Transition Plan
PLAN FOR THE TRANSITION OF THE PROTEIN DATA BANK (PDB) FROM BROOKHAVEN NATIONAL LABORATORY (BNL) TO THE RESEARCH COLLABORATORY FOR STRUCTURAL BIOINFORMATICS (RCSB)
Version 1.0
December 1, 1998
Prepared by the RCSB Project Team
An important goal for the coming year is to make the transition to the future PDB transparent. This detailed transition plan has being prepared by the RCSB at the request of the National Science Foundation (NSF). As changes approach, depositors and users will be notified in a variety of ways, including announcements on these pages. New components of the system will be introduced on a regular basis throughout the coming year.
We are looking forward to working with you in the years to come.

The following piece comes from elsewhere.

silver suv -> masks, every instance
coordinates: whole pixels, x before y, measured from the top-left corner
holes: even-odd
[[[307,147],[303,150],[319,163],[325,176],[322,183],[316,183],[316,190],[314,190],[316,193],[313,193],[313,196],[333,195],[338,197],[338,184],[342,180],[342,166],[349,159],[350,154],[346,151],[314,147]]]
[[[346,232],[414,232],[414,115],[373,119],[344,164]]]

This document outlines the plans that have been made to effect the transition of management of the Protein Data Bank (PDB) from Brookhaven National Laboratory (BNL) to the Research Collaboratory for Structural Bioinformatics (RCSB). We describe the steps necessary for moving data processing and distribution from BNL to RCSB. The members of RCSB Project Team wrote the document after an initial meeting with key personnel at BNL and representatives of the funding agencies including the National Science Foundation, the National Institutes of Health and the Department of Energy. Further reviews by all participants from RCSB, BNL and the funding agencies have resulted in this document.
This document should be considered a work in progress and may indeed change as the transition year progresses. We welcome suggestions and questions from the community; these should be directed to info@rcsb.org. Our goal is to make the transition as easy as possible for all concerned as we move into a new era of the PDB.
The RCSB Project Team
Helen M. Berman, John Westbrook, Rutgers University
Gary Gilliland, Phoebe Fagan, National Institute of Standards and Technology
Peter Arzberger, Phil Bourne, University of California, San Diego
The Research Collaboratory for Structural Bioinformatics (RCSB) will assume the responsibility for the management of the Protein Data Bank (PDB) from Brookhaven National Laboratory (BNL). RCSB and BNL are committed to make this transfer of function seamless to the community. The transition period began October 1, 1998 and will conclude October 31, 1999. Announcements of the plan and on-going progress will be made at two Internet Web sites: http://www.pdb.bnl.gov/ and http://www.rcsb.org/. The community will be given two months notice of any changes in the system.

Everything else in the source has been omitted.